Disruption of Golgi structure and function in mammalian cells expressing a mutant dynamin

Abstract

The large GTPase dynamin is a mechanoenzyme that participates in the scission of nascent vesicles from the plasma membrane. Recently, dynamin has been demonstrated to associate with the Golgi apparatus in mammalian cells by morphological and biochemical methods. Additional studies using a well characterized, cell-free assay have supported these findings by demonstrating a requirement for dynamin function in the formation of clathrin-coated, and non-clathrin-coated vesicles from the trans-Golgi network (TGN). In this study, we tested if dynamin participates in Golgi function in living cells through the expression of a dominant negative dynamin construct (K44A). Cells co-transfected to express this mutant dynamin and a GFP-tagged Golgi resident protein (TGN38) exhibit Golgi structures that are either compacted, vesiculated, or tubulated.

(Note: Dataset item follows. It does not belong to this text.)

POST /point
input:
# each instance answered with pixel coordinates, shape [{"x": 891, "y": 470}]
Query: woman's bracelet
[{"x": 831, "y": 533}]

Electron microscopy of these mutant cells revealed large numbers of Golgi stacks comprised of highly tubulated cisternae and an extraordinary number of coated vesicle buds. Cells expressing mutant dynamin and GFP-tagged VSVG demonstrated a marked retention (8- to 11-fold) of the nascent viral G-protein in the Golgi compared to control cells. These observations in living cells are consistent with previous morphological and in vitro studies demonstrating a role for dynamin in the formation of secretory vesicles from the TGN.